I cycled through sleepy hamlets, where multicoloured beehives dotted the gardens and piles of logs leant against the walls. On the air came the scent of freshly cut wood while larks twittered from pylons and storks sat in judgement on telegraph poles. Little old ladies weeding their gardens were bent so double I wondered if they’d ever get up again.
Pots on poles lined the street – it seemed every house had its potter. Hidden in a shed behind one building, I found Janos busy at his wheel, bowls sprouting between his muddy fingers. We communicated in broken German; he told me that he learned his trade from his father. I wanted to buy a pot but I had just six euros. This seemed a paltry sum, but it was enough to buy a purchase. Janos, delighted to make the sale, wrapped my vase in newspaper and I squeezed it into my panniers, already wondering if I’d get it home in one piece.

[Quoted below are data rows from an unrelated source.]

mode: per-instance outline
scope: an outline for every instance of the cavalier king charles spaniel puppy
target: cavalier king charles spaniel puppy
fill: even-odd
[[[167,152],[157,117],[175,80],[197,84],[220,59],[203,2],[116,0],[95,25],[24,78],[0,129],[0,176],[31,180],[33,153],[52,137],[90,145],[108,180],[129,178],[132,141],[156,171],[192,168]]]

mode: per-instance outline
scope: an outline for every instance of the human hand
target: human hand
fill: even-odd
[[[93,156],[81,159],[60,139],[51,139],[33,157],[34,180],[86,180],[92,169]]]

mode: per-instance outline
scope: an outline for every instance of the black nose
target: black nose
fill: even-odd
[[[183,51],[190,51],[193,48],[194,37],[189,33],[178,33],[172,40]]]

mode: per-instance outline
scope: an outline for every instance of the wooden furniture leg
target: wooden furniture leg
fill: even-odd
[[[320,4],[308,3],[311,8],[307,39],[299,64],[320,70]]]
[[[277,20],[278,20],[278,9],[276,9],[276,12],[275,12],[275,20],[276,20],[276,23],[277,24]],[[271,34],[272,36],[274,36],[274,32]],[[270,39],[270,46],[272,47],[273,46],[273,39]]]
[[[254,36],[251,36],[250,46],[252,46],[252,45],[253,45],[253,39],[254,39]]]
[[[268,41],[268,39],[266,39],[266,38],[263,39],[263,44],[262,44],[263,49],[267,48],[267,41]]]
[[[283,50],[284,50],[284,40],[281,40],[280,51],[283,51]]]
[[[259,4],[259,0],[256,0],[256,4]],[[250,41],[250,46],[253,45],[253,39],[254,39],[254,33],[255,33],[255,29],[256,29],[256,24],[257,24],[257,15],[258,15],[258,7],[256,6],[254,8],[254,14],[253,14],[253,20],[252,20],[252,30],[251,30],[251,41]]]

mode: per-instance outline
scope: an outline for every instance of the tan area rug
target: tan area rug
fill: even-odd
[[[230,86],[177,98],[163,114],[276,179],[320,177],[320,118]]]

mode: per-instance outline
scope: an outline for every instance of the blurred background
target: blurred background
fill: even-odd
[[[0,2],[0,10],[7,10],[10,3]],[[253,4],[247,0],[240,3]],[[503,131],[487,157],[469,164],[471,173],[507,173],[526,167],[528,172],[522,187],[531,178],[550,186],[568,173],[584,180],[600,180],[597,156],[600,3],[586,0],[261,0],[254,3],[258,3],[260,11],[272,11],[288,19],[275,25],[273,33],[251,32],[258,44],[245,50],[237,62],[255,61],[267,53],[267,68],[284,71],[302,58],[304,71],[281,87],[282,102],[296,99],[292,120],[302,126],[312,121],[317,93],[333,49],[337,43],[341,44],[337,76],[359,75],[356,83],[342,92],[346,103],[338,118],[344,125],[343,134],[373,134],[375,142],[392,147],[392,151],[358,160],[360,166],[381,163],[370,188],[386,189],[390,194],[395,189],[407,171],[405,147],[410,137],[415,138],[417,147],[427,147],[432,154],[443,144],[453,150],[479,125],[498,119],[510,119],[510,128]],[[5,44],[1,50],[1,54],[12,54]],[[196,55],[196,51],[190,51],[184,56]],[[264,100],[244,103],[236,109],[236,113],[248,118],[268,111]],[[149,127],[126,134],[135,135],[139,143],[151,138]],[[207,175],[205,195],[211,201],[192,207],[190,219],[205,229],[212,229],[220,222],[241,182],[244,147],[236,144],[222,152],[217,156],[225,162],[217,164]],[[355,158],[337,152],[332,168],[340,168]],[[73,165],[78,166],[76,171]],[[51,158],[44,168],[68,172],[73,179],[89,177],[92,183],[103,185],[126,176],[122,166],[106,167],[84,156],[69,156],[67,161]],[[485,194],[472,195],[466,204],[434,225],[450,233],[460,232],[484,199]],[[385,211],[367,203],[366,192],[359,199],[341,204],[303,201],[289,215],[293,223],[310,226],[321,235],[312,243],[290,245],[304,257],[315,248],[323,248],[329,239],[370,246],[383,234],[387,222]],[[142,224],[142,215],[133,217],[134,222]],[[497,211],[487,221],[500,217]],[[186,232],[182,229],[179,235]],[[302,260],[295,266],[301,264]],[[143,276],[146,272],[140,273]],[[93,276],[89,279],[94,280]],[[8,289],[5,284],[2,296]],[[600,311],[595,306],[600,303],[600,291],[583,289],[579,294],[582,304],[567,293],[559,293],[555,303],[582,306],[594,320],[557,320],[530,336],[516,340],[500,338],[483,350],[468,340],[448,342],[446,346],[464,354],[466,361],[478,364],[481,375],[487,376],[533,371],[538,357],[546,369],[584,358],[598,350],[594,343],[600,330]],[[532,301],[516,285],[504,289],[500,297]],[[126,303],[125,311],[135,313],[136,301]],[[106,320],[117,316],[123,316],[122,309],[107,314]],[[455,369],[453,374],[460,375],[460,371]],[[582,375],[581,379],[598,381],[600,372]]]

It was a steep pedal back to the border and I arrived puffing and sweating. A female official looked me up and down, asked for my passport and disappeared inside with it. Minutes ticked by. Was I about to be hauled in for questioning? She finally returned brandishing a large circular canister and motioned towards the bike. I had no idea what she meant. Then I realised – she was pointing at my water bottle and was offering to refill it.
As I pedalled across borders and wide-open spaces I was beginning to surprise myself – I was really enjoying the cycling. The sense of having sweated to get somewhere was immensely satisfying. I spent another day cycling through Slovenia’s fields of barley dancing in the breeze, then turned my handlebars towards Austria for the final push.
Here, things were more ordered, with smooth cycle paths – the push-bikers’ autobahn. Bad Radkersburg was beautiful; all perfectly restored medieval houses and squares. But, I wondered as I was pummelled in the ultra-modern spa pool, was it maybe just a bit too idyllic?
Much of the charm of Slovenia, Croatia and Hungary is that they’re still rough around the edges. The history feels more connected to those who live there; many continue lifestyles unchanged for generations. Making comparisons across borders had been one of the delights of this trip – and being on a bike enabled me to get that much closer.
In fact there was only one way to get more intimate.
I clambered stiffly from my saddle and headed for the sauna. It was time to get naked with a bunch of Austrians.